Prompt field: Where you write natural language instructions telling the system what to extract
Run Test button: Click this to test your extraction on the current document
Result field: Shows exactly what the system extracted based on your prompt

The process is straightforward: Write what you want → Test it → See what you get. If the result isn't quite right, refine your prompt and test again.

When Should You Write Custom Prompts?

You don’t need extraction prompts for every field in your documents; the field name is sufficient for accurate extraction in the majority of cases. However, there are some cases where it’s advisable to write your own custom prompts, which are instructions in plain English. Write custom prompts only for:

Critical fields that drive your workflow (invoice totals, vendor names, payment terms)
Problem fields where automatic extraction isn't accurate enough
Complex fields that appear in varying formats across documents

Most dates, simple numbers, and clearly labeled values work well without custom prompts. Start with essentials, test your workflow, then add more only where needed.

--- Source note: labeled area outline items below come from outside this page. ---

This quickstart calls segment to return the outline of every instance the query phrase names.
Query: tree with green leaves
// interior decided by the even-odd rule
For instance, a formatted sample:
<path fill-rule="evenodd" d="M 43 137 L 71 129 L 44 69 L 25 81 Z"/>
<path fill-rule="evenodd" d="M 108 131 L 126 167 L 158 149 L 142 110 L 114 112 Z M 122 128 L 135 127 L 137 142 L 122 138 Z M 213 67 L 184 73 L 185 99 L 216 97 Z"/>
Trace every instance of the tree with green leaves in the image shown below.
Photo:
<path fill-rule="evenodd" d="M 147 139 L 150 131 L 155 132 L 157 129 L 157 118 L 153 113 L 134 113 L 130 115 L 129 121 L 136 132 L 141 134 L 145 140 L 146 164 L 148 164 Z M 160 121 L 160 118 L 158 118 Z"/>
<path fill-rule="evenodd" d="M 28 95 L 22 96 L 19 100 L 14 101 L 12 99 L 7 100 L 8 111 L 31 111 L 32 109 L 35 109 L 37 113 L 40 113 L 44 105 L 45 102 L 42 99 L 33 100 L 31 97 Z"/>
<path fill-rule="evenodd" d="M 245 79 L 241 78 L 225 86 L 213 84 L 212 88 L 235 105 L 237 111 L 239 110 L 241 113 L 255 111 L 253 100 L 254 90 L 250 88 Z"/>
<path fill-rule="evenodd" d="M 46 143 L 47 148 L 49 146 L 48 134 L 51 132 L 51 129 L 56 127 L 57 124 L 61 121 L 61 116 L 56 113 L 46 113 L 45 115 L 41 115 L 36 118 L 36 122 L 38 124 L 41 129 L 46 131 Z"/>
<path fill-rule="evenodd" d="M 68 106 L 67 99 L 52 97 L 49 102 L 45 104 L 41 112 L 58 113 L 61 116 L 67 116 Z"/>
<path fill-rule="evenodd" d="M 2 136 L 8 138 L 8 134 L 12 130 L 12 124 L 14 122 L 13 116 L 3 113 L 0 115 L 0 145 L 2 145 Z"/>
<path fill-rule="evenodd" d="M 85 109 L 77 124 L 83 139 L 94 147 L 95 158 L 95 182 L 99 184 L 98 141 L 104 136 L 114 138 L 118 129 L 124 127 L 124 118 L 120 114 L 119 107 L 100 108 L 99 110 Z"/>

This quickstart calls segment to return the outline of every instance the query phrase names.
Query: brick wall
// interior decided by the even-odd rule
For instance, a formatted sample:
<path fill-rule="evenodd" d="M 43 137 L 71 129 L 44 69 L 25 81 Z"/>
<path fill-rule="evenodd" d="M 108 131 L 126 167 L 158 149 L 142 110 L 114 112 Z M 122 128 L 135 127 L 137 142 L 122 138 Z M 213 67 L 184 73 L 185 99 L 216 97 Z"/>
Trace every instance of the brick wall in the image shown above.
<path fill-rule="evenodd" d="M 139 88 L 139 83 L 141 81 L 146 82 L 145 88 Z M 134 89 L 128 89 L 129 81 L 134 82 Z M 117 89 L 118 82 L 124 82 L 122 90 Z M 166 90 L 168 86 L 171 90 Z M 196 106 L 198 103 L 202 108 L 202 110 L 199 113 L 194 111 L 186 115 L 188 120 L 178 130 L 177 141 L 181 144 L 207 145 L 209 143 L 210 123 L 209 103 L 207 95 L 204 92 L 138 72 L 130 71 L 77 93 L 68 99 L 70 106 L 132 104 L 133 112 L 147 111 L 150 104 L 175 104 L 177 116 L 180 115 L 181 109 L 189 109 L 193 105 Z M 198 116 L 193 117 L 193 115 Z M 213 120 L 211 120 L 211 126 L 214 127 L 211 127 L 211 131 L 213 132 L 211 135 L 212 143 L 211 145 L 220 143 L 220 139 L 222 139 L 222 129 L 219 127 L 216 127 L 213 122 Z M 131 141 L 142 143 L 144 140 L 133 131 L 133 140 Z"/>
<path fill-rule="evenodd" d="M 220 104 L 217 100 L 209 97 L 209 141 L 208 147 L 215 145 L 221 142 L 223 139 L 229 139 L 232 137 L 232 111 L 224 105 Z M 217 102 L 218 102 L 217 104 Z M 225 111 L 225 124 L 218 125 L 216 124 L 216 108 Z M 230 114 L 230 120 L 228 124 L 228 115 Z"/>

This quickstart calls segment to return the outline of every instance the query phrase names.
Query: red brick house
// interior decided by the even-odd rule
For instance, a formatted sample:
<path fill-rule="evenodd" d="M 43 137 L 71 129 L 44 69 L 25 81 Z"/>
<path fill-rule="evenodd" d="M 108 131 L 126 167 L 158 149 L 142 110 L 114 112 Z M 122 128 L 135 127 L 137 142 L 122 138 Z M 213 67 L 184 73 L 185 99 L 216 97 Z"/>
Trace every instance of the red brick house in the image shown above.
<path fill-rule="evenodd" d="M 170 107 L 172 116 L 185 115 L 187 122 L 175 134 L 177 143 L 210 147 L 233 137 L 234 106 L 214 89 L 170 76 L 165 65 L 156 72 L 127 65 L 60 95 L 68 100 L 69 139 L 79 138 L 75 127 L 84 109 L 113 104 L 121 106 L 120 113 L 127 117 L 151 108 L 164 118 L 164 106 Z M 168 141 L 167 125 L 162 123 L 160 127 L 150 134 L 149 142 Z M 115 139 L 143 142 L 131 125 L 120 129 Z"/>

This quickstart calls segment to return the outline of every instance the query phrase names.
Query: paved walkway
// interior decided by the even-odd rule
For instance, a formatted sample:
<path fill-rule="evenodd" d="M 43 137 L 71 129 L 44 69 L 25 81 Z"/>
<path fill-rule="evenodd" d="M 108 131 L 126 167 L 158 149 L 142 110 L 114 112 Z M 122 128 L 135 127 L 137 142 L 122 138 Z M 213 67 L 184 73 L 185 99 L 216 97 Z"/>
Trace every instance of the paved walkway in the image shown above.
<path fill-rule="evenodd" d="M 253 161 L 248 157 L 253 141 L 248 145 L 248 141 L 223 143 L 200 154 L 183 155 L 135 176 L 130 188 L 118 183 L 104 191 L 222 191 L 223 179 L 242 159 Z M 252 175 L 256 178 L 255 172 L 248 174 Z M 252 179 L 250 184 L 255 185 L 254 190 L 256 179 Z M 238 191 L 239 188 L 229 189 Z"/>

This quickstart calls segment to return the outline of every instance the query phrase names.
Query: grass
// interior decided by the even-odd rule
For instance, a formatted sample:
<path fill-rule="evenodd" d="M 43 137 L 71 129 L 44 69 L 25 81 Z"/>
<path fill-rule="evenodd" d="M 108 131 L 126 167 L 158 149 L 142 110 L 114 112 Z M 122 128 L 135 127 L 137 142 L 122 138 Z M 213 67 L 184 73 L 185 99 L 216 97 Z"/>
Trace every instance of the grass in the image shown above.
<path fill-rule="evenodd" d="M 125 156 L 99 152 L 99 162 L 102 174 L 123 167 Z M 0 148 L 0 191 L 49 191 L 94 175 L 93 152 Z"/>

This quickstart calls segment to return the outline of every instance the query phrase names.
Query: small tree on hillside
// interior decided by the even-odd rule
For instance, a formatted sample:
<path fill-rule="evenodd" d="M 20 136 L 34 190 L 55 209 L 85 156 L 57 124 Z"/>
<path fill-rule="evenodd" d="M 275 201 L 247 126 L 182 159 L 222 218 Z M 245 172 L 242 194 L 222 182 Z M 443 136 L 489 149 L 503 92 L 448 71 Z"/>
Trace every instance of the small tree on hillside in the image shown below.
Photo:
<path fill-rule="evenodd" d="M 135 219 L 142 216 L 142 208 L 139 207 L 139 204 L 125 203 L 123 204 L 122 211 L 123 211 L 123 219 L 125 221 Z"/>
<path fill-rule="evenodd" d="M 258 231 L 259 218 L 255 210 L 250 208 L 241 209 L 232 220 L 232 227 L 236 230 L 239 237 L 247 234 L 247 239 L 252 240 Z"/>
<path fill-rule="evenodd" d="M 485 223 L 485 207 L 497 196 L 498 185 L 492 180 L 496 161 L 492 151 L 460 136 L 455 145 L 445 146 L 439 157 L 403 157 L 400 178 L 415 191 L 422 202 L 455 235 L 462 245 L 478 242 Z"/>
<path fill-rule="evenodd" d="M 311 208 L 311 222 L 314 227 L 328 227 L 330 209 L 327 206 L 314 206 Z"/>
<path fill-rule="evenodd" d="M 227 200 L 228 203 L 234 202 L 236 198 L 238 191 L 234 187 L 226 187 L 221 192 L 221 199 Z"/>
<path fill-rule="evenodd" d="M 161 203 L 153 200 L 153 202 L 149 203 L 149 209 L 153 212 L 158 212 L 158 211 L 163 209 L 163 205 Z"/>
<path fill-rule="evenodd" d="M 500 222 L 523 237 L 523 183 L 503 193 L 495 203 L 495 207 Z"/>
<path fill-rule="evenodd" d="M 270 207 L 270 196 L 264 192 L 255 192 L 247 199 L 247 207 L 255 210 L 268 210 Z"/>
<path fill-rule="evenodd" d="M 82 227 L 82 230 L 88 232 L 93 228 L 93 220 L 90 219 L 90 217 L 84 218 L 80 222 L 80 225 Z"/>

Example Scenario 1: Extracting Invoice Total

Consider a typical accounts payable scenario. Your company receives invoices from hundreds of vendors in various formats. Some list the total as "Amount Due," others as "Total Payable," and some bury it in dense paragraphs of terms and conditions. The Extraction block handles this variation intelligently.

To extract an invoice total, you would enter a prompt like:
"Extract the total amount due from this invoice."

You can also test the extraction process on other varied samples to ensure the prompt works correctly.

Example Scenario 2: Extracting Description of Services data from Table

The same extraction block that pulls individual fields can extract entire columns from tables in your documents. This is essential when dealing with invoices containing multiple line items, each with descriptions, quantities, prices, etc.

When to Use Column Extraction?
Use column extraction when you need to capture all entries from a specific table column - like extracting all product descriptions, all quantities, or all prices from an invoice.

How Column Extraction Works?
Click on the Extraction block. Column extraction uses the same interface as field extraction. In many cases, the system automatically extracts the entire column based on the column name alone - no custom prompt needed.

However, just like with fields, you can write custom prompts when you need more control. This becomes useful when documents contain multiple tables or when you need to exclude certain entries.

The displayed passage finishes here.